When victims of personal injury are involved in complex and traumatic situations it can also put a lot of stress on marital relationships that can result in divorce. When Drexler sees that happening, he has many times in the past offered to facilitate a divorce settlement for his clients, free of charge. "We'll get the wife and husband in, we get them to sign conflict waivers, and we say 'look if you go to a divorce lawyer you are going to end up losing so much of your assets', and we have done that a number of times for clients. And they have an amicable separation, and they never need to go to a divorce lawyer, and we don't charge them," he says.
Until last year, Drexler's firm never even bothered to have a website. All his clients came through the door, because another client or people who had heard about the Drexler reputation referred them. "That's why you don't need to promote yourself, because clients are out there promoting you," he says.

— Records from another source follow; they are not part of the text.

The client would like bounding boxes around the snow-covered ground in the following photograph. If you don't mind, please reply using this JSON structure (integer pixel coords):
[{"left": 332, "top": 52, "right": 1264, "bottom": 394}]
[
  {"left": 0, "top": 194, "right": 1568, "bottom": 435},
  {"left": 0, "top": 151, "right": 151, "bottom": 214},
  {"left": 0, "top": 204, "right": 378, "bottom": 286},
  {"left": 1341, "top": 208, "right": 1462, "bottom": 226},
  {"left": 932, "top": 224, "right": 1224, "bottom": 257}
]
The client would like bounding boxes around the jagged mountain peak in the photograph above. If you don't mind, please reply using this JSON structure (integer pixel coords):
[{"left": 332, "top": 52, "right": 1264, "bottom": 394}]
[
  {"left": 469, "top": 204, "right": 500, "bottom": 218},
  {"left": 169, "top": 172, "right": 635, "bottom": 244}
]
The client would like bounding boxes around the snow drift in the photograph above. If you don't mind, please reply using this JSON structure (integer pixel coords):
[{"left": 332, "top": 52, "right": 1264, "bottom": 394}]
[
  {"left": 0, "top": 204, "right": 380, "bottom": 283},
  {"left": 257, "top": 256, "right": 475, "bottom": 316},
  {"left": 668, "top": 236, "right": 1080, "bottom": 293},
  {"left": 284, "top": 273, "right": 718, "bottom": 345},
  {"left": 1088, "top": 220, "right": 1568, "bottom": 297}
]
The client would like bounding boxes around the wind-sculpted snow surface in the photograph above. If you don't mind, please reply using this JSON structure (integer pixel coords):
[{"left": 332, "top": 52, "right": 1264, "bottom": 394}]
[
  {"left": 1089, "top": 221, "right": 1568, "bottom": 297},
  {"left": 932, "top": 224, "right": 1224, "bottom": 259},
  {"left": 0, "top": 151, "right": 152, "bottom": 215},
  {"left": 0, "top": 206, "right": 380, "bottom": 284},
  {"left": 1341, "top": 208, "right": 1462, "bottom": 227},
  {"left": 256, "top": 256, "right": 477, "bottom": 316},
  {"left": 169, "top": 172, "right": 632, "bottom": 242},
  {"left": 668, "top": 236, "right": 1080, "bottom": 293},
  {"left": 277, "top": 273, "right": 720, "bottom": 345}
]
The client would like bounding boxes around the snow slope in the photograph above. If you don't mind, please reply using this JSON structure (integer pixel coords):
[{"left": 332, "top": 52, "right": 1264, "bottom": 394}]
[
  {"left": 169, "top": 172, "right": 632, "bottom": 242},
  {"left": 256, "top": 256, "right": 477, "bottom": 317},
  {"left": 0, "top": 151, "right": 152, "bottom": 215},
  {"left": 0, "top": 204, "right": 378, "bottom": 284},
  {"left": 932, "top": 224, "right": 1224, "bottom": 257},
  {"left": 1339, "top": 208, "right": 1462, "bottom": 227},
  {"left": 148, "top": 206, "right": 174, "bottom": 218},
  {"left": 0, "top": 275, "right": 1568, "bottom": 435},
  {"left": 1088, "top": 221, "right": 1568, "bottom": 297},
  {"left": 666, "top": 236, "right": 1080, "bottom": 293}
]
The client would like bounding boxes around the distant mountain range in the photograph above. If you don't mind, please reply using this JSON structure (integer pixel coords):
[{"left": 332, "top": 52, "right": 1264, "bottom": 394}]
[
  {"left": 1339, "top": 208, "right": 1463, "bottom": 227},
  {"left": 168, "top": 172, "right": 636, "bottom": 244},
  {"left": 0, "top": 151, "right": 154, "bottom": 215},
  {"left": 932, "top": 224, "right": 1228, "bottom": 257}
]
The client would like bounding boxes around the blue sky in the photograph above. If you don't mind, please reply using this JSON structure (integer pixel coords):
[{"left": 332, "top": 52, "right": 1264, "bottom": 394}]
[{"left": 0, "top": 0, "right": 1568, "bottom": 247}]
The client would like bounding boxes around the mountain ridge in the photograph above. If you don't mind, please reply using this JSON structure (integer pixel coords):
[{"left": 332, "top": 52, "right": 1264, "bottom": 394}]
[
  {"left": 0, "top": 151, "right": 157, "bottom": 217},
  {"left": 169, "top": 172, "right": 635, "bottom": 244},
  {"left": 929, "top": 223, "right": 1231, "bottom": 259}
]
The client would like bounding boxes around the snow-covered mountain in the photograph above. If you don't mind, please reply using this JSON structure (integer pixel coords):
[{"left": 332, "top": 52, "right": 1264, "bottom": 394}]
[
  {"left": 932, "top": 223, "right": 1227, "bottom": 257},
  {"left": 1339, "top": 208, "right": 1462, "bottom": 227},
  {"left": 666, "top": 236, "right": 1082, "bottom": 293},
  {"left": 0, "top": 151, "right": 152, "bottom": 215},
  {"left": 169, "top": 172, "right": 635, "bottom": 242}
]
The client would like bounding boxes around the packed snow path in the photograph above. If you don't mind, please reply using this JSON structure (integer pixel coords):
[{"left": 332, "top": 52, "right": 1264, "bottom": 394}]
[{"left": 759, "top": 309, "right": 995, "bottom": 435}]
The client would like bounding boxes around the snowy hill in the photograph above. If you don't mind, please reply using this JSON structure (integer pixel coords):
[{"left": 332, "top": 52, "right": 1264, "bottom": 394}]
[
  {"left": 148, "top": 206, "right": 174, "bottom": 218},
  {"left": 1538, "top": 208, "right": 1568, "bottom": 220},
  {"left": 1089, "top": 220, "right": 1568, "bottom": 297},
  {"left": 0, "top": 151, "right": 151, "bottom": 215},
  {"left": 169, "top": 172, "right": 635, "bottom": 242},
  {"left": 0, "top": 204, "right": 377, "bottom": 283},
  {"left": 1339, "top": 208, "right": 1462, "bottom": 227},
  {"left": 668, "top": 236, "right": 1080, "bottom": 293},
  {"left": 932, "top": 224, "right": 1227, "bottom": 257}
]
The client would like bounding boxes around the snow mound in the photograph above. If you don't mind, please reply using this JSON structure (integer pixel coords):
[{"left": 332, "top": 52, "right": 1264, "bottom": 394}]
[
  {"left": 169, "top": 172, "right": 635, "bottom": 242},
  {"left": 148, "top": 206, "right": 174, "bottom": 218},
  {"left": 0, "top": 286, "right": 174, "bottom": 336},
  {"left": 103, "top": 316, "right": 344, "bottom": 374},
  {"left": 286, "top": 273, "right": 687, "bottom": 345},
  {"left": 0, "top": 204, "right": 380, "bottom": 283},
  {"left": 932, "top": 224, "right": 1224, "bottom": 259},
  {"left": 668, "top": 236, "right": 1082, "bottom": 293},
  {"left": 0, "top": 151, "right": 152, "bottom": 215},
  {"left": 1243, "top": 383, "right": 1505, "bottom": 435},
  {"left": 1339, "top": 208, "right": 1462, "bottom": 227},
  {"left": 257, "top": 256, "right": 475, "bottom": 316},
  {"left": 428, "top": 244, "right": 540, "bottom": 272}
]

In the 80ies, Drexel had six lawyers in the firm, and he says "probably a thousand cases." However, he decided, he wanted to do it differently. He pared down the firm to himself, a paralegal and an associate, along with three legal secretaries, and a kind of chief of staff that serves as a confident and right hand man, plus some other part-time staff.
Instead of a high-rise office, he works from a three-story building. "We can open the windows, and have a patio outside, and we have showers and everything we need," he says.
David Drexler graduated from UCLA in California, went on to earn a Masters in International Relations at Johns Hopkins University, and earned his law degree from Loyola College in Chicago.